E-book sales may be relatively small, but according to spokespersons for McGraw-Hill and St. Martin's, they're growing fast, and both publishers are working aggressively to make more titles available.
Bob Bolick, v-p for new business development at McGraw-Hill, said that e-book titles are generating "hundreds of thousands of dollars a month" for McGraw-Hill's academic and professional e-publishing program. And at St. Martin's, Jeff Gomez, SMP's e-book and print-on-demand manager, told PW that e-book editions of the house's frontlist are selling across all genres.
The professional and academic market, Bolick told PW, favors Acrobat's PDF format for e-book versions of graphics-heavy textbooks and professional titles for use on laptop and desktop computers. The general trade market, said Gomez, wants multi-use handhelds for digital reading. Both publishers expressed interest in the MobiPocket reader, a newly introduced e-book format that will run on any handheld device.
Academic Market
McGraw-Hill, said Bolick, has about roughly 2,000 e-book titles (formats overlap so the figures will not add up precisely) available in various user platforms.
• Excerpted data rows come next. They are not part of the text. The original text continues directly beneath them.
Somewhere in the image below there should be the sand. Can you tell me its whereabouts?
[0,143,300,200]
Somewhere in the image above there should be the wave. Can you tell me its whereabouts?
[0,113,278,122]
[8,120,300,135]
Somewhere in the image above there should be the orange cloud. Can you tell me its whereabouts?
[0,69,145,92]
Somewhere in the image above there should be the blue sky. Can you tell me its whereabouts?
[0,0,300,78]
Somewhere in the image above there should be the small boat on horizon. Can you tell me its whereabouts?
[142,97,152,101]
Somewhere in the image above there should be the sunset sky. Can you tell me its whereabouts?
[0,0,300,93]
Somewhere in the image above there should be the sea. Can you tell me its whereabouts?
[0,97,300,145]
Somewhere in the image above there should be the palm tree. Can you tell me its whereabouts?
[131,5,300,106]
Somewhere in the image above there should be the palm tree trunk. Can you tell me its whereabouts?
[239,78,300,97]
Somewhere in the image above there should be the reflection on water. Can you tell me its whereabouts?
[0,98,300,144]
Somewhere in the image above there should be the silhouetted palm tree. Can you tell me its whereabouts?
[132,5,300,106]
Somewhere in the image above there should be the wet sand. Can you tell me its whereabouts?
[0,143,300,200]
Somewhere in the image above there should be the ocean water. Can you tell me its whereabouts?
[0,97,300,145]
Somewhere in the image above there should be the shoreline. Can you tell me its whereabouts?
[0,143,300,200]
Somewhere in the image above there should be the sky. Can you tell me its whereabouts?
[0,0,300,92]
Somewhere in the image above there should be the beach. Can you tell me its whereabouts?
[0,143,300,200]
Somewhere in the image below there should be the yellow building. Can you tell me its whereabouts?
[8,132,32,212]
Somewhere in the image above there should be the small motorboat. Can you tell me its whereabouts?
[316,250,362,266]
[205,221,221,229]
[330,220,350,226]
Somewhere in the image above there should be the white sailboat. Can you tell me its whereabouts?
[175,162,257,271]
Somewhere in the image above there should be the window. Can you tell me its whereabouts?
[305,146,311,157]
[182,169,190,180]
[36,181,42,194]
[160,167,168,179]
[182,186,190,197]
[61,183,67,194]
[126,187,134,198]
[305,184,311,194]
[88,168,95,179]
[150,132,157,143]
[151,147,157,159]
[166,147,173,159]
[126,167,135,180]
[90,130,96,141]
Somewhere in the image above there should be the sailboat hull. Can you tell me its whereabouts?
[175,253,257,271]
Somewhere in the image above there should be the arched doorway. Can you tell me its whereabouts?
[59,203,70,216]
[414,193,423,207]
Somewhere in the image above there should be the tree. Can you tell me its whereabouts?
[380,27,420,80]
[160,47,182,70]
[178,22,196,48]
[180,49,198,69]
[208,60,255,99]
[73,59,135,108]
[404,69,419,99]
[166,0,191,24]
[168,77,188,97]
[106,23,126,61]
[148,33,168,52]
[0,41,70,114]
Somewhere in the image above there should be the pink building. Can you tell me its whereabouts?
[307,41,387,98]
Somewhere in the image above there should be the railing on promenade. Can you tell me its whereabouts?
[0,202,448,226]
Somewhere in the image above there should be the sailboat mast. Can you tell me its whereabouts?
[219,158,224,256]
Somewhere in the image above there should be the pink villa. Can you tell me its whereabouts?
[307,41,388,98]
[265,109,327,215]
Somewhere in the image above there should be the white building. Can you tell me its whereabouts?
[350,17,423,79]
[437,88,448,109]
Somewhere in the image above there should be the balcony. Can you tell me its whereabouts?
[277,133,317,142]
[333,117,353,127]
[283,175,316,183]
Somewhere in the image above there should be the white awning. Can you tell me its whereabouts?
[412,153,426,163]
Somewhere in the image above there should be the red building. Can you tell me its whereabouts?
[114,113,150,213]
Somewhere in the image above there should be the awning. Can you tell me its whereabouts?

Of the 2,000 titles, 800 are in PDF-based Adobe format, 325 are in MS Reader and about 700 are in the Palm and other handheld formats; and another 200 titles are available in the MobiPocket format, a cross-platform format developed by the French firm MobiPocket, which has partnered with Franklin Electronic Publishers to introduce its e-book technology to the United States. Bolick expects to eventually offer a total of 500 titles in the MobiPocket format.
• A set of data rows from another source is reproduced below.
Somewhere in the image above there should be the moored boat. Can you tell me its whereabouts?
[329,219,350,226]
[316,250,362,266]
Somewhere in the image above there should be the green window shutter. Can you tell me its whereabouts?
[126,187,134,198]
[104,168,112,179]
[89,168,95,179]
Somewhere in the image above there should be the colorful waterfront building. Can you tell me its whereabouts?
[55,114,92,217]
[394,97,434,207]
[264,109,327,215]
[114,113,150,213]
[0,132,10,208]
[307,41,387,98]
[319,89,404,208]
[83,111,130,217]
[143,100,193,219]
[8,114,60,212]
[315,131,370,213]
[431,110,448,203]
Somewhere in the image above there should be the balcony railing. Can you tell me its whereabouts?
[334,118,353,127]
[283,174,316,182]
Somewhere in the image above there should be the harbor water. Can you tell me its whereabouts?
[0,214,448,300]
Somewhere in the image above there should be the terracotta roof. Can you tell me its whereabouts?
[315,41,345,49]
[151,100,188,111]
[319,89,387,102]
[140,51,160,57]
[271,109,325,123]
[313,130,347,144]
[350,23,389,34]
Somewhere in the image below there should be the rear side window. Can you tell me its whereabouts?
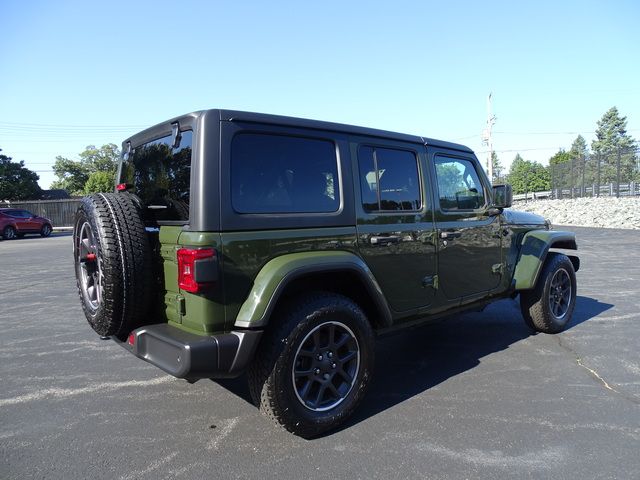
[120,131,193,222]
[231,133,340,213]
[436,157,485,210]
[358,146,422,212]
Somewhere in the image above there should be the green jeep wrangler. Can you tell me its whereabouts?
[73,110,579,437]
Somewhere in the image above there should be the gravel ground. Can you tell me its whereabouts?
[512,197,640,229]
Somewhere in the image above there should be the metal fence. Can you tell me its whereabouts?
[0,198,80,228]
[549,148,640,198]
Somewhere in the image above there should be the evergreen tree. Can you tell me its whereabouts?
[507,154,551,194]
[51,143,120,195]
[591,107,638,184]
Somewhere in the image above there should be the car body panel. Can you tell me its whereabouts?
[235,251,390,328]
[0,208,53,235]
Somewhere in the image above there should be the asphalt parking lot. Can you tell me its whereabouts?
[0,228,640,480]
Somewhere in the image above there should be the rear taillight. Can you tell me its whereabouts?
[178,248,218,293]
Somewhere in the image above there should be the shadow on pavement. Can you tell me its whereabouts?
[214,296,613,435]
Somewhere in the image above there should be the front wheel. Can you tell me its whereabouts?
[520,253,576,333]
[248,292,374,438]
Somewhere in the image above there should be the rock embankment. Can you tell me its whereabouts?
[512,197,640,229]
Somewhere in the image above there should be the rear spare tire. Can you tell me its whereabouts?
[73,193,154,338]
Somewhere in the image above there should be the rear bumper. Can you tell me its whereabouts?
[112,323,262,380]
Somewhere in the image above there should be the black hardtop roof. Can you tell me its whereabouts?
[123,109,473,153]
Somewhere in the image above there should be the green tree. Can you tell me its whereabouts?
[549,148,573,188]
[591,107,638,184]
[569,135,595,186]
[507,154,551,194]
[0,149,41,200]
[51,143,120,195]
[84,172,115,195]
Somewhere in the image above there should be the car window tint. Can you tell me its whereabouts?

"We are seeing a demand for laptop and desktop formats," Bolick said, "but Palm is getting up to speed." McGraw-Hill wants to "slice and dice" its content, said Bolick, selling chapters and excerpts from print works in e-book form. "Our market wants information in multiple formats," he said.
McGraw-Hill also plans to imbed a DOI (digital object identifier) in future e-books. The DOI icon provides a pop-up menu that the consumer can click through to purchase the print edition. Bolick said that by experimenting with the DOI in a recent professional title, the house recorded "a 100% increase in sales of the print book."
E-books for the Trade
Gomez told PW that SMP is releasing 25 35 digital editions from its print frontlist each month. "We're getting e-rights to everything we sign up," he said. SMP offers authors a standard out-of-print clause (three years without sales) for e-rights, Gomez said, adding that, "there are no complaints from agents." SMP also offers roughly 2,000 titles: 700 in the Palm format; 174 in MS Reader; 236 in Adobe; 974 in the Gemstar format; and another 50 titles in MobiPocket. "Offering multiple e-book formats is expensive," said Gomez. "For that reason, MobiPocket looks very interesting."
According to Gomez, trade e-book sales are driven by handhelds and, as a result, e-book sales in Adobe and MS Reader (which run only on laptop and desktop computers) were "flat," while Palm reader sales (particularly business titles) were "very robust and growing." The company also recently agreed to supply 50 titles across all genres to the e-book retailer Fictionwise.com.
Unlike McGraw-Hill, SMP is unconcerned about flexible DRM. "We want all our DRM at level five [top] security," said Gomez. The house is also leery of formats (such as Adobe) with voice synthesizer capability, he said, which may clash with audiobook rights.
Sales of science fiction titles are the strongest, but, said Gomez, "Everything is starting to sell: women's fiction, literary fiction. Our general list is moving. It's exciting."